The federal government has historically struggled with information sharing — it cannot always exchange information with the private sector in return for companies' inputs. The State Department announced a monetary reward program for information sharing that identifies a person or location "acting at the direction or under the control of a foreign government," performing malicious cybercrime against U.S. critical infrastructure.

"I feel like every three to six months, whenever something bad happens, everyone goes, 'Well, we should do information sharing,'" Bort said. "And yet, we don't. We haven't." Bort argues that there is not enough transparency among security professionals to use information sharing in an effective way.

To incentivize information sharing, specifically in relation to ransomware, the Department of State's Rewards for Justice (RFJ) program announced its $10 million reward for relevant ransomware data.

The RFJ program created a Dark Web channel, based on Tor, for reporting information. The tips will be fed to other federal agencies to dissect information for relevance. Rewards could be paid in cryptocurrency depending on the eligibility of the sources.

If an individual or organization is able to identify malicious activity against critical infrastructure and acting in violation of the Computer Fraud and Abuse Act (CFAA), they will receive payment.

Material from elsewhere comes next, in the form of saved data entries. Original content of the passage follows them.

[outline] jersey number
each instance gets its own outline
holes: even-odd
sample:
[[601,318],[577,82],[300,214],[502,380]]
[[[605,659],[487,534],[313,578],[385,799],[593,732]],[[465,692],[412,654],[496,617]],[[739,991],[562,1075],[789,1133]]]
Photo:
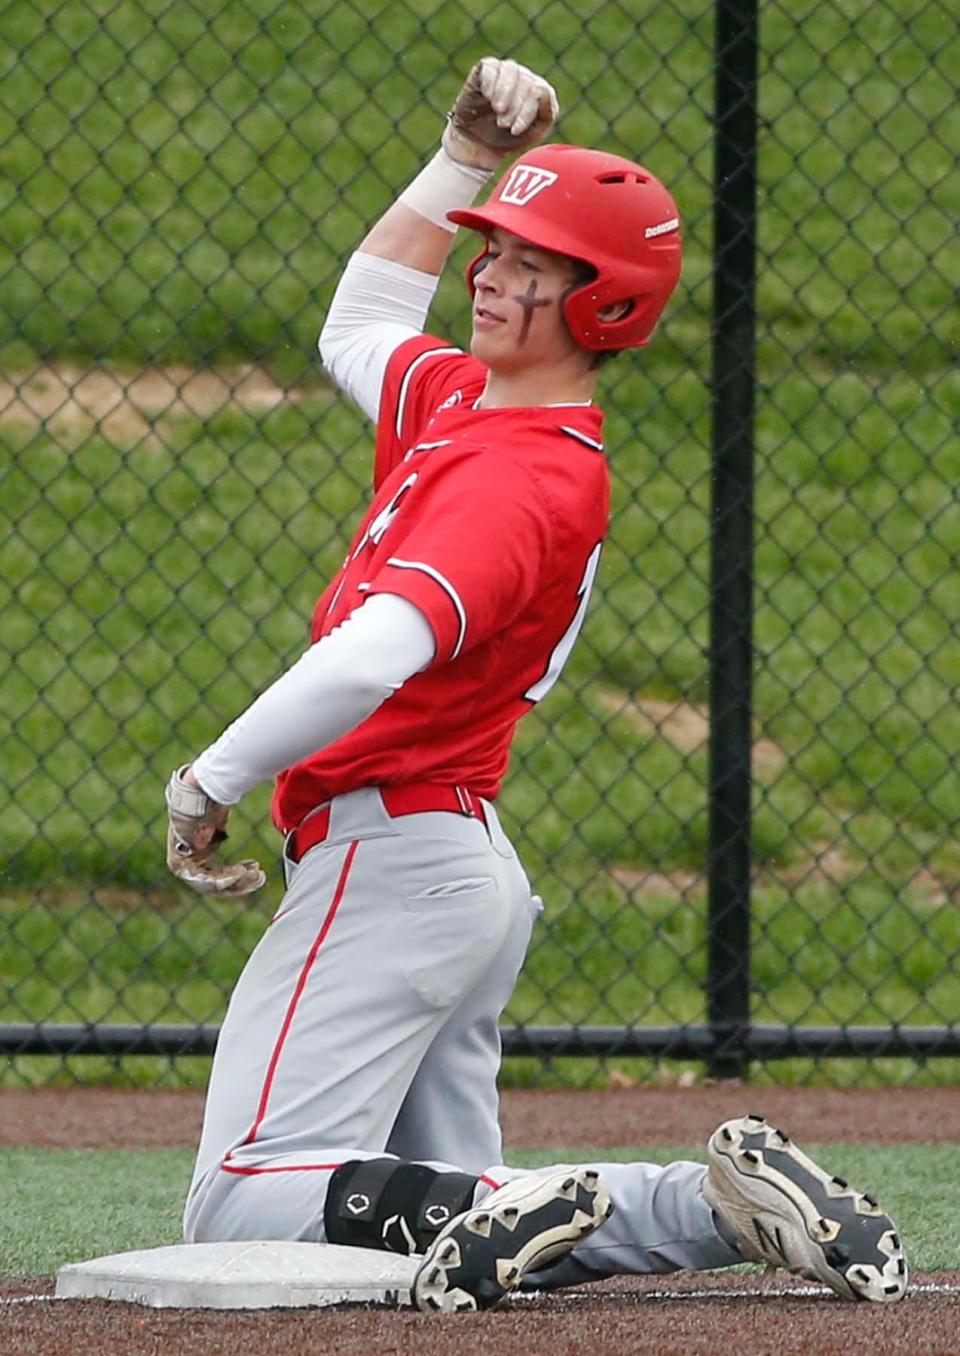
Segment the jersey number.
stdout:
[[587,615],[587,608],[590,604],[590,590],[593,588],[593,581],[597,576],[597,566],[600,564],[600,550],[602,546],[603,542],[598,541],[590,552],[586,569],[583,572],[583,578],[580,580],[580,587],[577,589],[577,597],[580,599],[580,602],[574,613],[573,621],[554,646],[546,673],[542,678],[538,678],[532,687],[528,687],[523,694],[528,702],[538,702],[542,697],[547,695],[554,683],[560,677],[563,666],[570,657],[570,651],[573,649],[574,642],[580,634],[580,627],[583,625],[583,619]]

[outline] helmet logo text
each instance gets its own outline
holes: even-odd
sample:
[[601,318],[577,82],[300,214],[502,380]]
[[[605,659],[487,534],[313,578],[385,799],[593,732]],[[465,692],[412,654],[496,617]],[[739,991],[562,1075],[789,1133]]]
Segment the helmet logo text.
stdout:
[[671,217],[669,221],[661,221],[656,226],[648,226],[643,233],[644,240],[652,240],[654,236],[666,235],[668,231],[675,231],[680,225],[678,217]]
[[537,169],[536,165],[514,165],[500,192],[500,201],[514,207],[526,207],[532,198],[557,182],[553,170]]

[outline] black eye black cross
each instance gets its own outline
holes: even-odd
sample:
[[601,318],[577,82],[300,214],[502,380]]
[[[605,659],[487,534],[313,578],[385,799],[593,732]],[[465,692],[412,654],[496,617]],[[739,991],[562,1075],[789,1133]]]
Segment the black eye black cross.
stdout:
[[530,333],[530,325],[533,320],[533,313],[539,306],[550,306],[552,302],[547,297],[537,297],[537,280],[530,279],[530,286],[522,296],[514,297],[514,301],[519,301],[523,307],[523,324],[520,326],[520,334],[517,338],[518,344],[527,342],[527,335]]

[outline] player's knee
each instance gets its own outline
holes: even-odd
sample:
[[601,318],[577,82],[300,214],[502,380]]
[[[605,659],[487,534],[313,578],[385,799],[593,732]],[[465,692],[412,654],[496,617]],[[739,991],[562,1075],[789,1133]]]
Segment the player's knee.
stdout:
[[184,1243],[250,1243],[258,1239],[297,1237],[299,1221],[278,1221],[265,1217],[261,1210],[243,1209],[235,1201],[206,1203],[188,1210],[183,1220]]
[[223,1243],[228,1241],[223,1212],[212,1210],[200,1196],[190,1196],[183,1212],[184,1243]]
[[327,1188],[327,1242],[425,1252],[443,1226],[473,1204],[478,1180],[396,1158],[343,1163]]
[[217,1178],[191,1188],[183,1211],[184,1243],[235,1243],[248,1236],[240,1231],[242,1223],[232,1193]]

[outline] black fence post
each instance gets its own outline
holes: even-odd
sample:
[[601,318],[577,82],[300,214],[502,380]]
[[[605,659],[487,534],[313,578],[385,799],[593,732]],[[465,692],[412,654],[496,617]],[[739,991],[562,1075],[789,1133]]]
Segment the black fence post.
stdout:
[[757,0],[717,0],[707,1018],[715,1078],[750,1025]]

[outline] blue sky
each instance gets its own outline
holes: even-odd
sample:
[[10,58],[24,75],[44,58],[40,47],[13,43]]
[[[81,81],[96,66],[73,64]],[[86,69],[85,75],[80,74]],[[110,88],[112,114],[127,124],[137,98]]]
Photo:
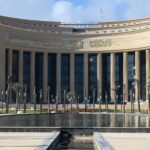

Violations of the CFAA could include extortion threats, intentional unauthorized access to a computer system and enabling a command, or deliberate damage to a computer, the State Department said in its announcement. "Protected computers include not only U.S. government and financial institution computer systems, but also those used in or affecting interstate or foreign commerce or communication."

3. Virtual conference for financial industry

The government will continue with a virtual conference in August for stakeholders and government in the financial sector, as part of the Financial Crimes Enforcement Network (FinCEN), will help inform next steps on how the sector can combat ransomware.

It's not only business disruption financial services companies have to avoid — it's also data exploitation. The industry is simply a high-value target for bad actors.

Organizations in financial services are approximately 300 times more likely to be the target of a cyberattack, according to data from Arctic Wolf. Between March and June 2020, phishing and ransomware attempts in the the financial industry grew by 520%, the highest increase of any industry.

In part due to mass remote work since March 2020, financial institutions and financial market infrastructures (FMIs) experienced cyberattacks, including phishing and ransomware, increasing from 5,000 to 200,000 weekly incidents.

The virtual event, FinCEN Exchange, will address ransomware with participants from the public sector, private sector and law enforcement, within financial institutions. The August event is an addition, or follow up, to the FinCen Exchange hosted in November 2020.

The Exchange, like the other initiatives, are voluntary for participants.